Todo esto era sorprendente en grado sumo, pero lo que más impactó a Nayibe que se preciaba de no temer a nada, fue ver grabado en la loza, debajo de todos los datos del difunto consignados allí, el número 666. Todo estaba oscuro y todas, incluida la líder del equipo, estaban muy asustadas, no obstante palabra es palabra y aunque así, casi temblando, decidieron seguir adelante con lo acordado. Tomaron asiento alrededor de la susodicha tumba y pusieron sobre la lápida la tabla Ouija, es decir, el telégrafo para comunicarse con los habitantes del más allá.
Tal como me lo refirió aún con la piel de gallina y un muy perceptible temblor en su voz y su cuerpo, Susanita, la amiga íntima de las primas de Nayibe, al invocar a Lunfardo les respondió que se fueran, que no lo maltrataran más, que lo dejaran en paz, pero ellas ya habían superado la barrera del respeto en ese momento y no hicieron el menor caso, insistiendo una y otra vez con sus preguntas; ahí sí fue cuando realmente el occiso se enfureció, las increpó con duras palabras y las amenazó de muerte, rompiendo de inmediato el vaso de señalar y la tabla cuyos pedazos salieron volando para todas partes.

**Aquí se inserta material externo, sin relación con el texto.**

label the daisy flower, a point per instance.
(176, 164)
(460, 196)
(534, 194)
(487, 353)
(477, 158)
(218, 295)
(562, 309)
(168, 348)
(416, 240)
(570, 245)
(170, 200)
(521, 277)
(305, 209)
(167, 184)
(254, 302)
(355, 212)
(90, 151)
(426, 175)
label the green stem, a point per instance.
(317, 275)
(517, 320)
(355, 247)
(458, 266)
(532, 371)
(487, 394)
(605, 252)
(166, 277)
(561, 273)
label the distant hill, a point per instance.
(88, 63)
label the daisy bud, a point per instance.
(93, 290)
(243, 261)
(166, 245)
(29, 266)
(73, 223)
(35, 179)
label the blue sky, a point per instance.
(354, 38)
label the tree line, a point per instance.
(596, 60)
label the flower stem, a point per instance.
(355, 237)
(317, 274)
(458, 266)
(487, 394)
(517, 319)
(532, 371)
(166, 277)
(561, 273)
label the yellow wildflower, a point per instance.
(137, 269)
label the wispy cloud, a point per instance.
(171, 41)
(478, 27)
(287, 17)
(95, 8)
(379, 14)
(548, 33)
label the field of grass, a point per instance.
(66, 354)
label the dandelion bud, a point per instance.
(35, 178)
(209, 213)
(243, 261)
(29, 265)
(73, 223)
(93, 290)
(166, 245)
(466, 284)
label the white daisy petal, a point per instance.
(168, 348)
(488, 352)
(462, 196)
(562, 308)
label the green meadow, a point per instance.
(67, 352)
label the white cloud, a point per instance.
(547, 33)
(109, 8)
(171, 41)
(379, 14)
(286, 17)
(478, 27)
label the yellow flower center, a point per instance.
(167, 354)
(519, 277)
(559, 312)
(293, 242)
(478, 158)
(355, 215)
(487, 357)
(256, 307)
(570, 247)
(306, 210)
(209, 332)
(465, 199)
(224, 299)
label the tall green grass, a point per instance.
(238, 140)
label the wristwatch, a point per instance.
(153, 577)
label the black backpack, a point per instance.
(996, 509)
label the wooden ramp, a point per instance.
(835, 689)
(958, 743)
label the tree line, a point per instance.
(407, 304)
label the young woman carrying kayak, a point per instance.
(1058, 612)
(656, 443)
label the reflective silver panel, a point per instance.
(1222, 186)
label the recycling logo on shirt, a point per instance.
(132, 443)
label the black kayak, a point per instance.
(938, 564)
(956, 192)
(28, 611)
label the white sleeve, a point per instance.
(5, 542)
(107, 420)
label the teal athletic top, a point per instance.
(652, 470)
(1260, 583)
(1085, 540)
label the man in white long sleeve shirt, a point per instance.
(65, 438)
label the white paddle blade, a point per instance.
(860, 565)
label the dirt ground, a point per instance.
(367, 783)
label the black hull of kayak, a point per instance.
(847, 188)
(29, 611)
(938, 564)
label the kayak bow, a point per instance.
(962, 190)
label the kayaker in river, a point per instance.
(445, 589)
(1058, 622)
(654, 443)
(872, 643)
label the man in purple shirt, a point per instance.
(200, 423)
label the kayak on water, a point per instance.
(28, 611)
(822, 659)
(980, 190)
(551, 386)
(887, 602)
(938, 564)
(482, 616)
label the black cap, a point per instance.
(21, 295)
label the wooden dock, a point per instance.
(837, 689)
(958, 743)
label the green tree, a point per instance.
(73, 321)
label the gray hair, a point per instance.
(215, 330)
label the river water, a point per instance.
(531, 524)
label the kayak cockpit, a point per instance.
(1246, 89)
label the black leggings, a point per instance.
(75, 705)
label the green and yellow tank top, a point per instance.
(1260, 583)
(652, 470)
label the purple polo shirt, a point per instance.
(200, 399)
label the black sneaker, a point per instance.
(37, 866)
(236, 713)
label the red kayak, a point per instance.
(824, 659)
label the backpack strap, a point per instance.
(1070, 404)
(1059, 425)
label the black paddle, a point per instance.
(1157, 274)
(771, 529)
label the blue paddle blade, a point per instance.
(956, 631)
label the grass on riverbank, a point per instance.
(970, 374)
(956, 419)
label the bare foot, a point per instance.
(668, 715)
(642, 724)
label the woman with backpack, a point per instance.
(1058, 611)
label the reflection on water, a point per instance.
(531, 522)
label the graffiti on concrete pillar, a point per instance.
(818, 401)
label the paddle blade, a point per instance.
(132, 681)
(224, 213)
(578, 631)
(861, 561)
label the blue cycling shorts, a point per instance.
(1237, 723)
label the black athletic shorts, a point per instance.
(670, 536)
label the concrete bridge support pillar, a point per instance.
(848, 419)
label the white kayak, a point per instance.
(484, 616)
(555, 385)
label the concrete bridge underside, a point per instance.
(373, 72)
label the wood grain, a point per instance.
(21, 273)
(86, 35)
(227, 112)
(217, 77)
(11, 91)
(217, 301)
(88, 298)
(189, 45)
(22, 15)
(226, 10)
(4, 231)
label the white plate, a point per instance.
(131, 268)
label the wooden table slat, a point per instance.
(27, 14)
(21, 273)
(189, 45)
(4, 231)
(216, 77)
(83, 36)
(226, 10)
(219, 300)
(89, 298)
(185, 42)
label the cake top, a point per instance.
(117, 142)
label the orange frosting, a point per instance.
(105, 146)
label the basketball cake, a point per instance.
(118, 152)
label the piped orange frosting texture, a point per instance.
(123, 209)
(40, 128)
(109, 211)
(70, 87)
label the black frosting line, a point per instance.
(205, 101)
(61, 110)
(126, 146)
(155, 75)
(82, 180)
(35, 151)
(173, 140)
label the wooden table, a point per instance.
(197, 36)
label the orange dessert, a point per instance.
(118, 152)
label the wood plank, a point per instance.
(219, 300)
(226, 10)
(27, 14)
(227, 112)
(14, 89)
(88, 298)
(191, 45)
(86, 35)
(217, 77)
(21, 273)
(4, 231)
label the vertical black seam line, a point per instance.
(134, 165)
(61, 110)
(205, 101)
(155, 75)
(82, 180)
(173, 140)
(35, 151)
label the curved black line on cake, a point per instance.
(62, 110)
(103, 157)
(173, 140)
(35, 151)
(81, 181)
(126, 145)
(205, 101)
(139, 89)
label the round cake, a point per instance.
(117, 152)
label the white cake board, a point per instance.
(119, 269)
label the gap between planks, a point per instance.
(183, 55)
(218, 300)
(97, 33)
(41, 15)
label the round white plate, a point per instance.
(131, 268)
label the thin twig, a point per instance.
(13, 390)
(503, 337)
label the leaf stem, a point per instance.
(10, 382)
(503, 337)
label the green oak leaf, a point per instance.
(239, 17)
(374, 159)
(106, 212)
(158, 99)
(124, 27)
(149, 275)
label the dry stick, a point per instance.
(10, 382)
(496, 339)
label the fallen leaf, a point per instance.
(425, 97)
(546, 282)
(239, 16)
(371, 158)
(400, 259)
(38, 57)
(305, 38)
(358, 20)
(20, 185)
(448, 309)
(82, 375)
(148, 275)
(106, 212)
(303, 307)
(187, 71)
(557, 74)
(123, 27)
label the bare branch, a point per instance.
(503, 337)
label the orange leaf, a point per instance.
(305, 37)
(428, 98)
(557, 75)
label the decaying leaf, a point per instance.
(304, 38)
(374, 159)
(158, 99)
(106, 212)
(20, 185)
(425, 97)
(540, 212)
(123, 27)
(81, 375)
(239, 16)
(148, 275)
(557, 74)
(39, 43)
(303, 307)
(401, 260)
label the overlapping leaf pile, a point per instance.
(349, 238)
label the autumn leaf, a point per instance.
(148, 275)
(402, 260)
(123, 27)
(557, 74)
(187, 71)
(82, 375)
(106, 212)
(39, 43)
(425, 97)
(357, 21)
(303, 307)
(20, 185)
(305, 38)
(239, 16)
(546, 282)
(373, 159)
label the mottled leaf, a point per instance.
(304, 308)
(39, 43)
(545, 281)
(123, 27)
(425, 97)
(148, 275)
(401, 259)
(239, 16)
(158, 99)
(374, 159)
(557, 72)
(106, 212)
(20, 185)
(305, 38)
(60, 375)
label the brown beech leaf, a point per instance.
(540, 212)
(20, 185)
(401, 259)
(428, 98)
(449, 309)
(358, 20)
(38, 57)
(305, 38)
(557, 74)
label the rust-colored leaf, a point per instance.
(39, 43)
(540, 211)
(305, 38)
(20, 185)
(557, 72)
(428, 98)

Las chicas asustadas a más no poder, tomaron sus bicis y salieron en franca carrera, para encontrarse con la sorpresa de que la puerta del cementerio estaba totalmente cerrada y trancada.
Ellas, hasta donde habían averiguado esa misma semana, el cementerio no se cerraba y, además, los sábados no tenía guardia y menos un sábado finalizando el precarnaval… entonces, ¿quién les había cerrado la puerta? ¿Qué era lo que estaba pasando allí?
Estábamos completamente aterradas, me decía Susanita, casi gritando, y además ahora…. ¡Atrapadas!... Esto era algo con lo que no contábamos; entonces decidimos saltar la tapia divisoria para caer en la calle. Claro que había muchos más obstáculos, porque a Laurita su mejor amiga y prima de Nayibe, el espanto no le permitía saltar la barda del cementerio.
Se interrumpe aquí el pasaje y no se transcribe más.